In related news about new Types, we are still working on some final tasks that will enable the use of the (signed) integer Type.
Next Thursday, June 20, 2024, at 19:00 local time in Munich, Germany,, Kristbaum will be presenting on Wikifunctions and Abstract Wikipedia. Attendance is free, but they ask for an informal registration either via Email or on the wiki page of the event:
We added the relevant rights for creating and editing instances of 'enum' Types like Z16098/Month and Z16659/Sign (T366610). For now, alongside Type creation, these rights are reserved for Function Maintainers (and Wikifunctions staff); as always, all users can add and edit their labels, short descriptions, and aliases.
We landed a few patches written last week as part of our regular "Fix-It" technical debt clearance initiative. We completed adding test coverage for our local Vue components, now covering the CodeEditor one alongside the others (T358207). We moved a handful of our legacy global functions out of the global JS namespace (T362925).
We updated some of our browser tests to use i18n-independent selectors, as part of work to make them more stable (T349836).
Last week, we announced the Sign Type, and I foolishly assumed that there wouldn’t be too many Functions for it. That was not meant as a challenge, but there are now more than a dozen Functions dealing with Signs.

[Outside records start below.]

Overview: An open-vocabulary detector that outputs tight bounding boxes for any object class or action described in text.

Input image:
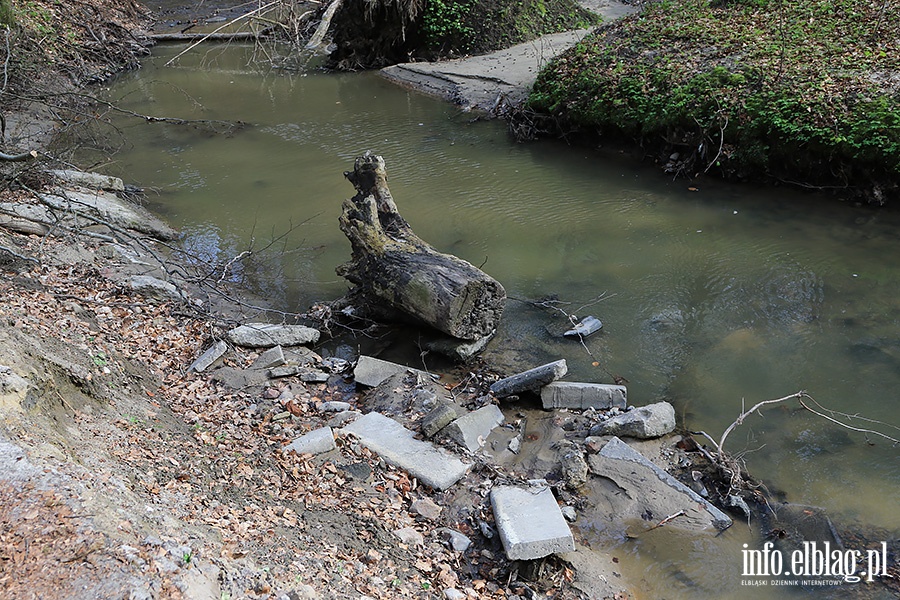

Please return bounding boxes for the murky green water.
[98,47,900,598]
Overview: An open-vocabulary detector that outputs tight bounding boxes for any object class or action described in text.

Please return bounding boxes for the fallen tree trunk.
[337,153,506,340]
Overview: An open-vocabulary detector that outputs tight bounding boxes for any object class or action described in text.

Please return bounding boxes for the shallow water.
[98,46,900,598]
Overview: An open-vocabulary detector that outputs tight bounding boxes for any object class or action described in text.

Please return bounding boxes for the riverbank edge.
[381,1,900,206]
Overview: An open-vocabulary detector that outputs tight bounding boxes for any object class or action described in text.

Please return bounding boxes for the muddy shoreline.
[0,2,896,598]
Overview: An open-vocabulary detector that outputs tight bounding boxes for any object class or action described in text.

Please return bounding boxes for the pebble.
[409,498,443,521]
[394,527,425,546]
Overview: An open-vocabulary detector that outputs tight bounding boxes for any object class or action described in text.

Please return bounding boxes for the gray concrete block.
[590,402,675,440]
[444,404,503,452]
[226,323,321,348]
[491,486,575,560]
[588,437,731,530]
[419,404,458,438]
[252,346,285,369]
[342,412,469,490]
[282,427,335,454]
[541,381,628,409]
[188,340,228,373]
[491,359,569,398]
[353,356,432,387]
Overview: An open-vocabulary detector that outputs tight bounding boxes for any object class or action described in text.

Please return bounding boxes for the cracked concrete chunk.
[541,381,628,409]
[282,427,335,454]
[491,359,568,398]
[343,412,469,490]
[444,404,503,452]
[188,340,228,373]
[588,437,731,531]
[227,323,320,348]
[353,355,431,387]
[591,402,675,440]
[491,486,575,560]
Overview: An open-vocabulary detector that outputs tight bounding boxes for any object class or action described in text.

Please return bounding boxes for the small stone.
[394,527,425,546]
[297,369,328,383]
[409,498,444,521]
[339,462,372,481]
[252,346,284,369]
[282,427,335,454]
[188,340,228,373]
[227,323,321,348]
[478,521,496,540]
[419,404,457,438]
[328,410,362,428]
[128,275,182,302]
[437,527,472,552]
[269,365,298,379]
[590,402,675,439]
[319,401,353,412]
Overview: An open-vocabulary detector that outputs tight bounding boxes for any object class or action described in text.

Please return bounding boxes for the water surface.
[98,46,900,598]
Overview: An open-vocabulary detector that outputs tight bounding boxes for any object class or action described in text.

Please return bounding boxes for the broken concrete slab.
[353,355,433,387]
[212,367,268,392]
[491,359,568,398]
[444,404,503,452]
[588,437,731,531]
[226,323,321,348]
[591,402,675,439]
[491,486,575,560]
[419,403,461,438]
[541,381,628,410]
[188,340,228,373]
[425,333,494,362]
[297,368,328,383]
[39,189,177,240]
[283,346,322,367]
[251,346,285,369]
[282,427,335,454]
[269,365,300,379]
[50,169,125,192]
[342,412,469,490]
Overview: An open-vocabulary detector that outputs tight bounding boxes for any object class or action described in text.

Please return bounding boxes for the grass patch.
[529,0,900,203]
[420,0,600,55]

In order to recognize that work we selected one of these as the Function of the Week: do these charges electrostatically attract? (Z16781), do these charges electrostatically attract?
The Function takes two inputs of type Sign and returns a Boolean. The inputs are the two charges which are checked for whether they attract each other, or not. As the saying goes, opposites attract: negative and positive attract each other, and if one value is negative and the other positive, the answer is true. In all other cases, it is false.
The Function has four Tests, one with an example of where it attracts – negative and positive – and three examples that do not: positive and positive, positive and neutral, and neutral and neutral. For this Function, that’s a nice, balanced set of Tests.
The Function currently has one Implementation, a composition: it relies on multiplying the two input Signs and checking whether the result of that multiplication is negative using the same Sign Function. When multiplying, you only get a negative result if one of the inputs is negative and the other is positive. And that’s what the Function is checking for.
The implementation seems quite a bit smarter than the one I would have made: using if conditions to check whether one result is negative and the other positive, or the other way around, and return false otherwise.
This is a Function I certainly did not have in mind when we introduced the Sign Type. I am happy to be surprised with the creativity of the community.